What British designers excite you these days?
Well, I think that Christopher Kane’s always done an amazing collection; he’s always at the forefront of newness. Roksanda [Ilincic] has got a great business these days and is really in touch with who her customer is. There’s Ben and Ed, who are Meadham Kirchhoff, who do an amazing job. Louise Gray is an exciting new designer; she just started quite recently.
Do you like coming back to New York at least?
I love New York — I think it’s an amazing city. And I see so many similarities between New York and London in terms of how inspiring it is here. There are loads of bookstores, great bookstores; there are loads of great things to see here. But also the young designers, I love quite a few of [them]. [The] people from Creatures of the Wind – I love them. And SUNO — they’re really really good. They’re fun.
What’s the inspiration behind your first pre-fall line?
I usually work with a lot of color and pattern and textures and that’s kind of always been at the core of what we do in the collection. [For] Pre-fall, the silhouettes are quite feminine and soft so it’s kind of like early sixties, which feels good after spring being very bright colors – this is a good move forward. The prints are interior-inspired. Charlotte Perigon is an amazing furniture designer from the fifties and sixties, and she did a lot of basket weave and textures and things like that, so a lot of the inspiration comes from [her]. Sweaters are always really key in terms of what we sell in the collection. [There’s a] ladies-who-lunch feel.

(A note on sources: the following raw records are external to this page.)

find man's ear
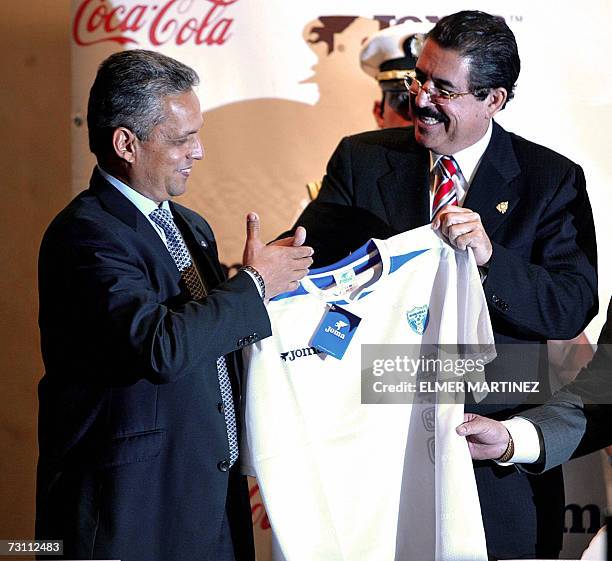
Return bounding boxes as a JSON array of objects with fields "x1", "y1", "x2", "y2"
[
  {"x1": 372, "y1": 101, "x2": 385, "y2": 129},
  {"x1": 113, "y1": 127, "x2": 137, "y2": 164},
  {"x1": 486, "y1": 88, "x2": 508, "y2": 117}
]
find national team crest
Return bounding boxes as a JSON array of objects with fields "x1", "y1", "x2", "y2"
[{"x1": 406, "y1": 305, "x2": 429, "y2": 335}]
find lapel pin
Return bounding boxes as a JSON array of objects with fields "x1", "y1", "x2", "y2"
[{"x1": 495, "y1": 201, "x2": 508, "y2": 214}]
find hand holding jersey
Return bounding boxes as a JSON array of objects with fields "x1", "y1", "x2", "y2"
[
  {"x1": 242, "y1": 212, "x2": 313, "y2": 299},
  {"x1": 432, "y1": 205, "x2": 493, "y2": 267}
]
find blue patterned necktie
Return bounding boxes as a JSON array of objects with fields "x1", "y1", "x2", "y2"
[{"x1": 149, "y1": 208, "x2": 238, "y2": 465}]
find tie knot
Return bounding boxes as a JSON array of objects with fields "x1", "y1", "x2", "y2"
[
  {"x1": 149, "y1": 208, "x2": 175, "y2": 232},
  {"x1": 440, "y1": 156, "x2": 457, "y2": 177}
]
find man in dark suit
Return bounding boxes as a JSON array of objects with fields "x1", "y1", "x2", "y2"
[
  {"x1": 36, "y1": 50, "x2": 312, "y2": 561},
  {"x1": 457, "y1": 300, "x2": 612, "y2": 472},
  {"x1": 288, "y1": 11, "x2": 597, "y2": 559}
]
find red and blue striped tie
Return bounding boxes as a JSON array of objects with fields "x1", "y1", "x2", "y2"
[{"x1": 431, "y1": 156, "x2": 458, "y2": 220}]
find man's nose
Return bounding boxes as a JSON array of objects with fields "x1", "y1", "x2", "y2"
[
  {"x1": 414, "y1": 82, "x2": 432, "y2": 107},
  {"x1": 190, "y1": 136, "x2": 204, "y2": 160}
]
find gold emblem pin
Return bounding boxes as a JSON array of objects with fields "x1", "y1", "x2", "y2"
[{"x1": 495, "y1": 201, "x2": 508, "y2": 214}]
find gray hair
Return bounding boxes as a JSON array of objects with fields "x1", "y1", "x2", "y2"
[{"x1": 87, "y1": 49, "x2": 199, "y2": 158}]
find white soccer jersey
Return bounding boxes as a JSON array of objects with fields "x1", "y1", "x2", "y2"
[{"x1": 241, "y1": 225, "x2": 494, "y2": 561}]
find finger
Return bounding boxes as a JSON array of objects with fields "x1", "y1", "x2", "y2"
[
  {"x1": 247, "y1": 212, "x2": 260, "y2": 242},
  {"x1": 455, "y1": 417, "x2": 487, "y2": 436},
  {"x1": 285, "y1": 245, "x2": 314, "y2": 259},
  {"x1": 293, "y1": 226, "x2": 306, "y2": 246},
  {"x1": 268, "y1": 226, "x2": 306, "y2": 246},
  {"x1": 447, "y1": 222, "x2": 478, "y2": 245}
]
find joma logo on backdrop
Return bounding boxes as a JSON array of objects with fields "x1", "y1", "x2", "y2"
[{"x1": 72, "y1": 0, "x2": 239, "y2": 47}]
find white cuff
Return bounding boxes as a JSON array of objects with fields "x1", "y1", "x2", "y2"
[
  {"x1": 498, "y1": 417, "x2": 541, "y2": 466},
  {"x1": 241, "y1": 269, "x2": 264, "y2": 298}
]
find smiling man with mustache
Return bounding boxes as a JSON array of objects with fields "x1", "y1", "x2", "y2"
[{"x1": 288, "y1": 11, "x2": 598, "y2": 559}]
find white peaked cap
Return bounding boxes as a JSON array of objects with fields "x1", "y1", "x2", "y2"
[{"x1": 359, "y1": 21, "x2": 433, "y2": 79}]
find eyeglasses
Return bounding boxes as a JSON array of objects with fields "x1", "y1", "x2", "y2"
[{"x1": 404, "y1": 70, "x2": 485, "y2": 105}]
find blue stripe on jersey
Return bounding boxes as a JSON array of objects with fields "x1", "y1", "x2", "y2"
[
  {"x1": 270, "y1": 240, "x2": 429, "y2": 305},
  {"x1": 389, "y1": 249, "x2": 429, "y2": 273}
]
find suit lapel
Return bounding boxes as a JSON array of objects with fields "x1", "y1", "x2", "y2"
[
  {"x1": 378, "y1": 143, "x2": 429, "y2": 232},
  {"x1": 463, "y1": 122, "x2": 521, "y2": 237},
  {"x1": 170, "y1": 203, "x2": 225, "y2": 289},
  {"x1": 90, "y1": 168, "x2": 180, "y2": 282}
]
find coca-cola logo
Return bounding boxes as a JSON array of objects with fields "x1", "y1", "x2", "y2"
[{"x1": 72, "y1": 0, "x2": 239, "y2": 47}]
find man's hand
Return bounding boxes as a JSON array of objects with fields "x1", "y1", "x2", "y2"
[
  {"x1": 242, "y1": 212, "x2": 314, "y2": 300},
  {"x1": 432, "y1": 205, "x2": 493, "y2": 266},
  {"x1": 455, "y1": 413, "x2": 510, "y2": 460}
]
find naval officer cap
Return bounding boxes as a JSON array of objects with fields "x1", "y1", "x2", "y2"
[{"x1": 359, "y1": 21, "x2": 431, "y2": 89}]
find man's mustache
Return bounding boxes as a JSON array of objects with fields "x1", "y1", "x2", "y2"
[{"x1": 412, "y1": 104, "x2": 448, "y2": 123}]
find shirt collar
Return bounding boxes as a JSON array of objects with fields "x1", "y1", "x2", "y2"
[
  {"x1": 98, "y1": 165, "x2": 170, "y2": 218},
  {"x1": 429, "y1": 119, "x2": 493, "y2": 185}
]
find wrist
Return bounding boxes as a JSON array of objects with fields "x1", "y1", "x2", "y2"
[
  {"x1": 240, "y1": 265, "x2": 266, "y2": 300},
  {"x1": 495, "y1": 429, "x2": 514, "y2": 464}
]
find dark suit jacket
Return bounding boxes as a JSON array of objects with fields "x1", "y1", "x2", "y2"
[
  {"x1": 36, "y1": 167, "x2": 270, "y2": 561},
  {"x1": 521, "y1": 300, "x2": 612, "y2": 471},
  {"x1": 290, "y1": 123, "x2": 597, "y2": 558}
]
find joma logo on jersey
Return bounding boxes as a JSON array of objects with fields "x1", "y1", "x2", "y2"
[
  {"x1": 325, "y1": 320, "x2": 348, "y2": 339},
  {"x1": 406, "y1": 304, "x2": 429, "y2": 335},
  {"x1": 280, "y1": 347, "x2": 322, "y2": 362}
]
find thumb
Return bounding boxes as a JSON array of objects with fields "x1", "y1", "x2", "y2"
[
  {"x1": 247, "y1": 212, "x2": 260, "y2": 242},
  {"x1": 455, "y1": 413, "x2": 481, "y2": 436},
  {"x1": 292, "y1": 226, "x2": 306, "y2": 247}
]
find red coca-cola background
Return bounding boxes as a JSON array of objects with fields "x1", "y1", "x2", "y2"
[{"x1": 72, "y1": 0, "x2": 240, "y2": 47}]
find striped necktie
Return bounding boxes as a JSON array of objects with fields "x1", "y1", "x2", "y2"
[
  {"x1": 431, "y1": 156, "x2": 459, "y2": 220},
  {"x1": 149, "y1": 208, "x2": 238, "y2": 466}
]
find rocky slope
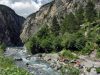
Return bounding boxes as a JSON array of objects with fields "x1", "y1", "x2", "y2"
[
  {"x1": 21, "y1": 0, "x2": 100, "y2": 42},
  {"x1": 0, "y1": 5, "x2": 25, "y2": 45}
]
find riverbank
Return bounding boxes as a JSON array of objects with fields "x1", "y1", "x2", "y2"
[{"x1": 4, "y1": 47, "x2": 100, "y2": 75}]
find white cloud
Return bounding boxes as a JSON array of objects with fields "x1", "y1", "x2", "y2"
[{"x1": 0, "y1": 0, "x2": 50, "y2": 17}]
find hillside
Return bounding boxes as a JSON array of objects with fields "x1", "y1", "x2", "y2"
[{"x1": 0, "y1": 5, "x2": 25, "y2": 46}]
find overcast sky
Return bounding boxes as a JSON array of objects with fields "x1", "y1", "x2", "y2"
[{"x1": 0, "y1": 0, "x2": 51, "y2": 17}]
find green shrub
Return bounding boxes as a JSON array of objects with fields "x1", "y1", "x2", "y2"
[
  {"x1": 0, "y1": 43, "x2": 6, "y2": 53},
  {"x1": 62, "y1": 33, "x2": 86, "y2": 50},
  {"x1": 60, "y1": 49, "x2": 78, "y2": 59},
  {"x1": 81, "y1": 42, "x2": 94, "y2": 54},
  {"x1": 96, "y1": 67, "x2": 100, "y2": 73},
  {"x1": 68, "y1": 67, "x2": 80, "y2": 75},
  {"x1": 0, "y1": 55, "x2": 30, "y2": 75}
]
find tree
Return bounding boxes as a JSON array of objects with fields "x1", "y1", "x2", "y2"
[
  {"x1": 85, "y1": 1, "x2": 96, "y2": 22},
  {"x1": 75, "y1": 5, "x2": 84, "y2": 25},
  {"x1": 51, "y1": 16, "x2": 60, "y2": 36},
  {"x1": 61, "y1": 13, "x2": 80, "y2": 33}
]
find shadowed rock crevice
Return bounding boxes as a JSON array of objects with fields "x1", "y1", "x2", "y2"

How will your patterns and prints translate to menswear?
I think because menswear is about a balance of detail and fabrication, the silhouettes and the shapes [from womenswear] can carry on through, can be repeated for menswear. It’s a more subtle approach for sure. It still maintains that kind of pattern and texture and color, but it’s done in a more subtle way. There’s a simplicity to it.
You’ve been showing in London (and in New York, briefly) for eight years. Do you feel like an established label?
I think so, I think we’ve definitely established who our customer is. I think having four seasons a year really makes sure you’re providing your customer with what she wants — what he wants — now. I think we’re getting there. There’s always stuff to learn — there’s always room for improvement.
What are your goals as a designer?
It’s very difficult to see how you are perceived from the outside, I think, internally. The goal is always to have a successful product that people love to wear. At my last show, it was really encouraging for me to see how many editors were wearing my collection on the front row. And I think seeing people wearing the collection is as gratifying as a great editorial, you know? I think it’s really important that, not only do you have ideas, but it can translate into something that women want to wear. I know it sounds obvious but it’s something that doesn’t always happen. So that was really encouraging, but, you know, there are always things to improve on. I think it’s about pushing it so [I’m] not stopping at just doing prints, it needs [to be] more.